Hâkimler ve Savcılar Kanunu’nun bir kısım maddelerinde geçen CMUK ibaresi CMK olarak değiştirilmiştir. CMK’nın yürürlüğe girmesinden sonra 5435 sayılı kanunla HSK’nin 88. maddesinde, maddenin içeriğini etkilemeyen, maddeyi sınırlayıcı ve güvenceli olmaktan çıkarmayan değişiklik yapılmıştır. Bu da göstermektedir ki; CMK’deki ikincil özellikli 135 ve devamı maddelerindeki tedbirler sonradan yapılan düzenlemelerle dahi HSK’ye alınmamıştır. Öte yandan CMUK ibaresinin CMK olarak değiştirilmesi de soruşturma ve kovuşturma usullerinde bir değişiklik getirmemektedir. Ayrıca önceki genel kanun (CMUK) evresinde genel kurallara bile ayrık ve güvenceli hüküm getiren 88. madde, sonraki genel kanunun (CMK) yürürlüğe girmesinden sonra, bu kanunun ikincil nitelikteki hükümlerinin uygulanmasına elverişli olmadığı gibi, böyle bir yorum da yapılamaz. Kaldı ki normatif düzenleme böyle bir yorumu da olanaksız kılmaktadır. Ceza Muhakemesi Kanunu’nun Yürürlük ve Uygulama Şekli Hakkındaki 5230 sayılı kanunun yollamalar başlıklı 3. maddesinin birinci fıkrası “Mevzuatta, yürürlükten kaldırılan Ceza Muhakemeleri Usulü Kanunu’na yapılan yollamalar, Ceza Muhakemesi Kanunu’nun bu hükümlerin karşılığını oluşturan maddelerine yapılmış sayılır” şeklindedir. Özel kanunun 88. maddesinin sınırlayıcı ve güvenceli olduğu kabul edilmese dahi -ki bu mümkün değil- CMUK’ta hüküm bulunmadığı için iletişimin denetlenmesinin olanaksız olması karşısında yollamalar’a dayanılarak hâkimler ve savcıların iletişimleri denetlenemez. Yürürlük kanununun düzenlemesi toptancı bir yollama olmayıp, önceki genel kanunun karşılığını oluşturan hükümlerinin sonraki genel kanunda bulunan hükümleri ile sınırlıdır. Açıkçası, CMUK’ta iletişimin denetlenmesi tedbiri düzenlenmediği için yürürlük kanununa göre CMK’nin öngördüğü iletişimin denetlenmesi yollamalar kapsamında değildir.

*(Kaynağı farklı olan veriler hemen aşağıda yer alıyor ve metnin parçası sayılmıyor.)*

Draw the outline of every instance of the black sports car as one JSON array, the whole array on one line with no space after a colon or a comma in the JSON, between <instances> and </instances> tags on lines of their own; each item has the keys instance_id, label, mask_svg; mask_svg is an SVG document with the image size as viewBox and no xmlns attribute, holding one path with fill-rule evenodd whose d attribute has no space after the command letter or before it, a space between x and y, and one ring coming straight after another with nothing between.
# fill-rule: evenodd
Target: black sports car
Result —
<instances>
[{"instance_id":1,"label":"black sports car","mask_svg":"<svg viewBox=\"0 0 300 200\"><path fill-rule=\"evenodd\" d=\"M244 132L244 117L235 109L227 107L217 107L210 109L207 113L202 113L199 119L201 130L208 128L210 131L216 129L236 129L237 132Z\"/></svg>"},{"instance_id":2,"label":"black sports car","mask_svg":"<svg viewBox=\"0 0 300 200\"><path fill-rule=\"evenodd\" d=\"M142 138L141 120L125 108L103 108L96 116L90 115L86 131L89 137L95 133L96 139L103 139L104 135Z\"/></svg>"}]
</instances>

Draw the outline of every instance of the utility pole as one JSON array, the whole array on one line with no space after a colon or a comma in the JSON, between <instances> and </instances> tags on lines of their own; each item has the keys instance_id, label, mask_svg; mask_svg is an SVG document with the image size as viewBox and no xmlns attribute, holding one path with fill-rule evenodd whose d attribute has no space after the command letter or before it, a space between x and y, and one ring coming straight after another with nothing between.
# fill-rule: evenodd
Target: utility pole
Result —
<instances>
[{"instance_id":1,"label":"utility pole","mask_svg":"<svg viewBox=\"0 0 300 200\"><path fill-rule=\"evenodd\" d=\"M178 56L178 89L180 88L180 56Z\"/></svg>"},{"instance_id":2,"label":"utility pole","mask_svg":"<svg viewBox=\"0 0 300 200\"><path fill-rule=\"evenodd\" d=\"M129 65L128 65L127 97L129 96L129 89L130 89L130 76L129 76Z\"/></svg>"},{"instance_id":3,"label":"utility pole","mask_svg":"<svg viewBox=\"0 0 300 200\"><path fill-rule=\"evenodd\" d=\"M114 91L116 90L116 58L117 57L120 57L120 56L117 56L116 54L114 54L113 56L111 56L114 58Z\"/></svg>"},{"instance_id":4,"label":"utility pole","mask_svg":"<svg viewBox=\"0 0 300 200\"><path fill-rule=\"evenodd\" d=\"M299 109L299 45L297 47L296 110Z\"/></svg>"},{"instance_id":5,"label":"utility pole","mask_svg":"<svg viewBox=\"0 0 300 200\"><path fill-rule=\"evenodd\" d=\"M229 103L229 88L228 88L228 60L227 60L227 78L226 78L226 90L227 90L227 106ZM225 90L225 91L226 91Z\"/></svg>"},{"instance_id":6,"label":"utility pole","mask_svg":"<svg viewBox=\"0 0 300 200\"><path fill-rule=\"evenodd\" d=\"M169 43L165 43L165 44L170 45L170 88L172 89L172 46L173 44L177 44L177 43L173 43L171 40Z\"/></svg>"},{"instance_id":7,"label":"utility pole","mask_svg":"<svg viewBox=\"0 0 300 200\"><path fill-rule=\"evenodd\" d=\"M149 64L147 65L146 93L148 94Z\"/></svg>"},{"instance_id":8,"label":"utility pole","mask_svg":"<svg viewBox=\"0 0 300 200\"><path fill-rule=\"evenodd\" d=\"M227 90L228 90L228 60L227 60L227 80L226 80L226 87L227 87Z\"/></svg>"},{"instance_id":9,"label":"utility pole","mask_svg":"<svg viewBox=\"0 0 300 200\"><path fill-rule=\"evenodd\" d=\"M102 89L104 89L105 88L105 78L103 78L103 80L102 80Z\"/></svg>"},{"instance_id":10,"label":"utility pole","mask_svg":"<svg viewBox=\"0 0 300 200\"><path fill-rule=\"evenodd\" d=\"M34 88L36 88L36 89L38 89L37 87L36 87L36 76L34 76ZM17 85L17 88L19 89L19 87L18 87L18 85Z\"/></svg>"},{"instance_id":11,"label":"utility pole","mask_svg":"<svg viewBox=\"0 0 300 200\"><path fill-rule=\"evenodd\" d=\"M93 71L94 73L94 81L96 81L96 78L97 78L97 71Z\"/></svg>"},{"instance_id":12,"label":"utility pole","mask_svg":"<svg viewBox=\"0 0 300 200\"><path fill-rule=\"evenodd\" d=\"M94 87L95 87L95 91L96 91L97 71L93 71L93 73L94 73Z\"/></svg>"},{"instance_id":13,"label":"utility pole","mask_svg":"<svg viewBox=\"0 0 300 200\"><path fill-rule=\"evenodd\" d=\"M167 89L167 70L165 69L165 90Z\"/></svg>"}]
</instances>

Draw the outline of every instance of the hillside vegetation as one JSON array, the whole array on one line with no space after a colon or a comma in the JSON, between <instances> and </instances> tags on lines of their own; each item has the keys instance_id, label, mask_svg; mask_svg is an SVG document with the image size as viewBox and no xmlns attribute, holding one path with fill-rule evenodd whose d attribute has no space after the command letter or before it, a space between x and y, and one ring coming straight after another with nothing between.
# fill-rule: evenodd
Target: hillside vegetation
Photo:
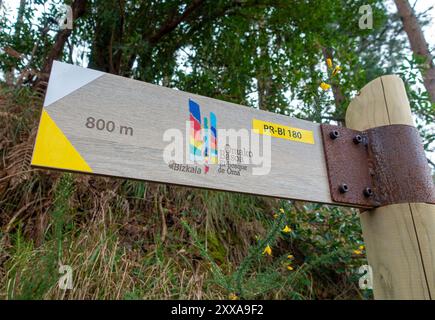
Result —
<instances>
[{"instance_id":1,"label":"hillside vegetation","mask_svg":"<svg viewBox=\"0 0 435 320\"><path fill-rule=\"evenodd\" d=\"M372 298L359 289L367 261L358 210L30 160L54 60L336 125L364 85L397 74L429 154L430 51L412 54L385 1L16 3L0 1L0 299ZM63 3L72 29L59 26ZM64 266L71 290L58 283Z\"/></svg>"},{"instance_id":2,"label":"hillside vegetation","mask_svg":"<svg viewBox=\"0 0 435 320\"><path fill-rule=\"evenodd\" d=\"M2 87L0 298L370 296L356 211L31 168L40 111L34 91Z\"/></svg>"}]
</instances>

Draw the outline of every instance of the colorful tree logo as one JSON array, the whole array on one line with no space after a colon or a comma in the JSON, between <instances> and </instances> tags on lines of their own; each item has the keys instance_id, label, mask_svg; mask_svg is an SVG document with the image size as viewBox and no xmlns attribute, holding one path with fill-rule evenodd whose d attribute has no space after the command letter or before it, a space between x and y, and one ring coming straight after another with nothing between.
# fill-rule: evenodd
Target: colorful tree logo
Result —
<instances>
[{"instance_id":1,"label":"colorful tree logo","mask_svg":"<svg viewBox=\"0 0 435 320\"><path fill-rule=\"evenodd\" d=\"M209 164L218 162L216 115L210 112L210 118L204 117L201 123L201 107L189 99L190 112L190 148L191 161L204 163L204 172L209 170Z\"/></svg>"}]
</instances>

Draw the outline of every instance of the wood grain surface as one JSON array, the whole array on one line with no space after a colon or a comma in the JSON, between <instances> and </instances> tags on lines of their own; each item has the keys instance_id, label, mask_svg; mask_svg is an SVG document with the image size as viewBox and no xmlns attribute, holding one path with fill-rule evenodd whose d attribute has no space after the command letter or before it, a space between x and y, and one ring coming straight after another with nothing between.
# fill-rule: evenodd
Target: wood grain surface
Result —
<instances>
[{"instance_id":1,"label":"wood grain surface","mask_svg":"<svg viewBox=\"0 0 435 320\"><path fill-rule=\"evenodd\" d=\"M68 77L57 81L68 81ZM218 129L251 130L253 120L257 119L308 130L314 143L271 137L271 166L265 175L253 174L258 165L250 163L249 157L244 157L246 170L241 170L240 175L220 173L219 164L211 164L207 174L174 171L163 159L163 150L170 143L163 136L168 129L180 130L186 150L189 99L200 105L202 116L208 117L210 112L216 115ZM94 174L333 203L320 126L316 123L110 74L103 74L54 101L45 110ZM105 123L112 121L115 129L113 132L89 129L86 127L89 117L103 119ZM128 134L127 127L132 129ZM56 169L56 165L47 167Z\"/></svg>"},{"instance_id":2,"label":"wood grain surface","mask_svg":"<svg viewBox=\"0 0 435 320\"><path fill-rule=\"evenodd\" d=\"M383 76L350 103L346 126L355 130L414 125L403 81ZM361 214L376 299L435 297L435 205L394 204Z\"/></svg>"}]
</instances>

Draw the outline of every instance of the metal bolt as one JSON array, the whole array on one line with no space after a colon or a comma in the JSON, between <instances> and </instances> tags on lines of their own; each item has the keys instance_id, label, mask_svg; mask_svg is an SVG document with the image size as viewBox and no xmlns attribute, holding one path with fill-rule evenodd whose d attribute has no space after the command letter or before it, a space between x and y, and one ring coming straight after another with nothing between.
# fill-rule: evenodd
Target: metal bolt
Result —
<instances>
[{"instance_id":1,"label":"metal bolt","mask_svg":"<svg viewBox=\"0 0 435 320\"><path fill-rule=\"evenodd\" d=\"M338 190L340 191L340 193L346 193L349 191L349 187L347 186L347 184L342 183L340 184L340 186L338 187Z\"/></svg>"},{"instance_id":2,"label":"metal bolt","mask_svg":"<svg viewBox=\"0 0 435 320\"><path fill-rule=\"evenodd\" d=\"M363 141L363 138L361 135L357 134L355 137L353 137L353 143L360 144Z\"/></svg>"},{"instance_id":3,"label":"metal bolt","mask_svg":"<svg viewBox=\"0 0 435 320\"><path fill-rule=\"evenodd\" d=\"M372 190L372 188L367 187L364 189L363 193L364 193L364 196L366 198L368 198L368 197L371 197L373 195L373 190Z\"/></svg>"},{"instance_id":4,"label":"metal bolt","mask_svg":"<svg viewBox=\"0 0 435 320\"><path fill-rule=\"evenodd\" d=\"M338 132L337 130L332 130L332 131L329 133L329 137L330 137L331 139L337 139L339 136L340 136L340 132Z\"/></svg>"}]
</instances>

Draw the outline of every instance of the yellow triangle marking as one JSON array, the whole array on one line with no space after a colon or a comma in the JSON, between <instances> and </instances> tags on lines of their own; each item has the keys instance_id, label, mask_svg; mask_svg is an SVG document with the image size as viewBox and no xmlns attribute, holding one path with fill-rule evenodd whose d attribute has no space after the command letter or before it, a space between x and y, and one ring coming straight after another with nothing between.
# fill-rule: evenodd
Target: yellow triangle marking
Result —
<instances>
[{"instance_id":1,"label":"yellow triangle marking","mask_svg":"<svg viewBox=\"0 0 435 320\"><path fill-rule=\"evenodd\" d=\"M91 167L44 109L36 136L32 165L92 172Z\"/></svg>"}]
</instances>

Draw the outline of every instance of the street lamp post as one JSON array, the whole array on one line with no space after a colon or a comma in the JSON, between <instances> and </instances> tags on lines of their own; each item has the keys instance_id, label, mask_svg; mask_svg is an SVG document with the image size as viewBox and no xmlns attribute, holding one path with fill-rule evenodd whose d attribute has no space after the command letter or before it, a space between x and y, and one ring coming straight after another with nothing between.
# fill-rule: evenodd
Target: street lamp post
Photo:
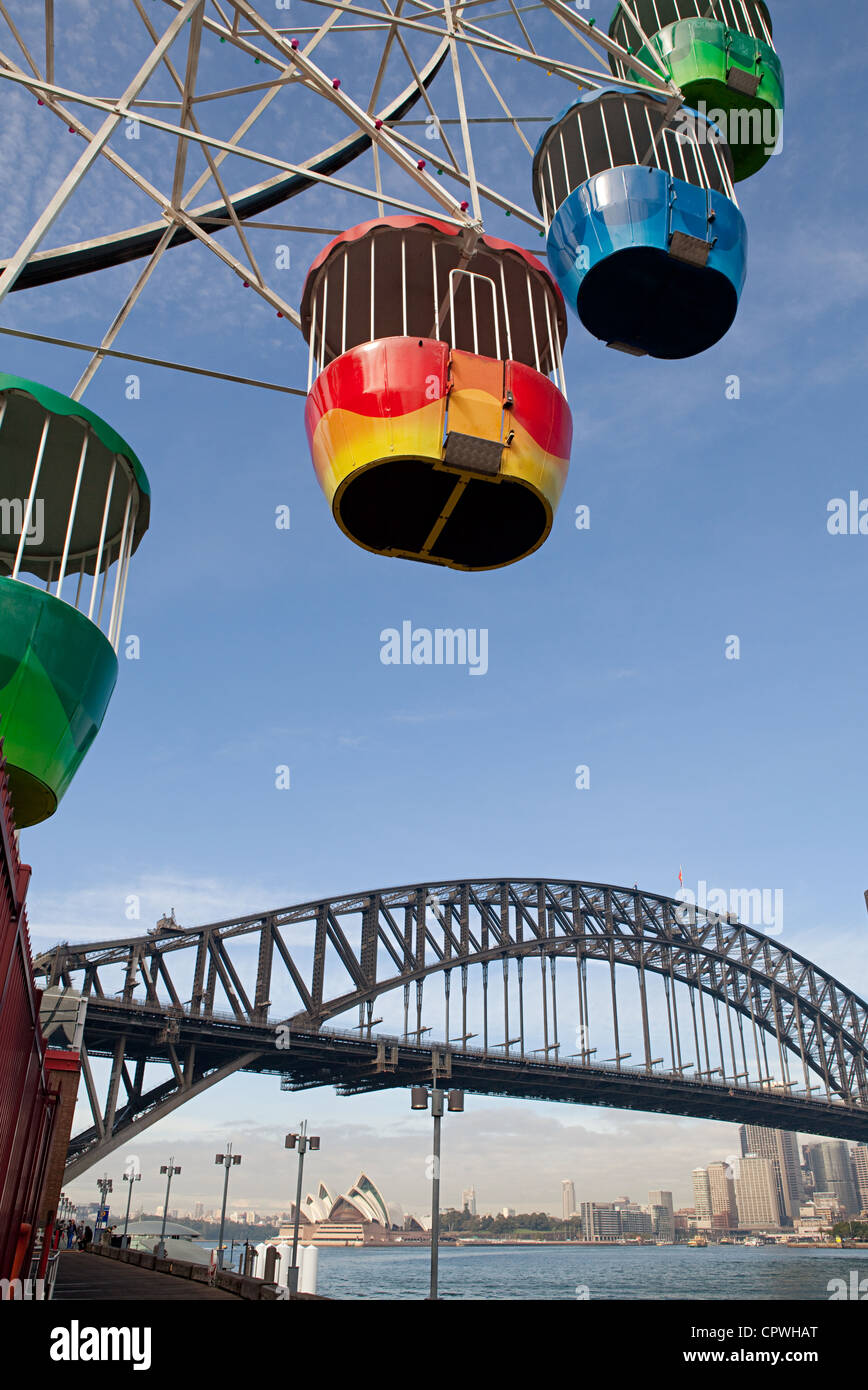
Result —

Normatif düzenlemeler böyle olmasına karşın, hâkimler ve savcılar hakkında dinleme/denetleme kararları verildiği kamuoyuna yansıyan bilgi ve hatta belgelerden anlaşılmakta. Hâkim kararına bağlı olduğu için sorumluluk getirmeyeceğinin düşünülmesi bile olanaksız. Esasen bu bağlamda düşünülmesi gerekenin ise bu yönde izin veren, istemde bulunan, karar veren ve dinleyen makamlarla ilgili medeni ve cezai sorumluluk olduğudur.